What is Economics?


What is Economics?

What is ECONOMY? An economy is a place of interaction of producers, distributors and consumers, both in terms of prices and income. In simple terms, it’s defined ‘as an economic domain which focus on the practices, goods, services and discourses of different agents involved in the production, utilization and distribution of commodities and other goods and services’. So the term itself can be used to describe the society as a whole, where there are different economic practices and relations.

The word itself has various meanings, but what is really being discussed here is how economics affects society at large. Economists study how people, institutions and industries interact to create economic value. This can be seen in the production of goods and services, the distribution of wealth and equity and the political systems of countries. Economics has been called the science of excellence. By looking into how economics affects the public, we can come to better understand the economy itself.

Let us first look at the definition of the ECONOMY. The gross domestic product (GDP) is the value of all domestic products less the value of all government services and the value of all land and resource base materials. For a more detailed analysis, the concepts of production, income distribution can be used. This is usually reflected in the Gross Domestic Product (GDP), employment data and national debt data. These three indicators provide the basis for the economic growth or recession of a country.

The three main economic indicators used in measuring the Economy are: the gross domestic product (GDP), employment data and national debt data. Usually, the size of a country’s economy reflects its wealth. The larger the GDP, the more capable it is of facilitating economic development. However, even in times of economic recession, countries with large amounts of excess money and capital still maintain a strong domestic economy that out-performs most developed economies.
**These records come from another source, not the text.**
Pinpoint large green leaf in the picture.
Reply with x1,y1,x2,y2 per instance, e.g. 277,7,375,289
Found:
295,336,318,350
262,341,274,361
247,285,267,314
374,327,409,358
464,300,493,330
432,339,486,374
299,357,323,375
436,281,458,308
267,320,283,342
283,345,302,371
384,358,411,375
A key aspect of economics is the role of consumers and their purchasing power. In most cases, the goods and services that have been created by the public will be exchanged between businesses (commodity markets) or between government agencies. The existence of a market for a specific good or service ensures that the goods can be purchased by potential consumers. The existence of a competitive market for a specific good or service also ensures that prices can be driven downward to encourage purchases by potential consumers and prevent the emergence of monopoly and other depletable goods and services.

The market economy is characterized by extensive levels of private property and extensive means of production. Most modern economies are based on the functioning of markets instead of centrally planned economies. Unlike economies with centrally planned economies, markets allow for the exigency of supply and demand. With markets, prices can be driven down and savings could occur, thus, encouraging entrepreneurship and investment. For instance, during the Great Depression, there were widespread economic downturns, but the United States economy, unlike most communist economies, was able to persist due to the existence of entrepreneurial free enterprise and a level of private property that allowed consumers to make money to buy necessary goods.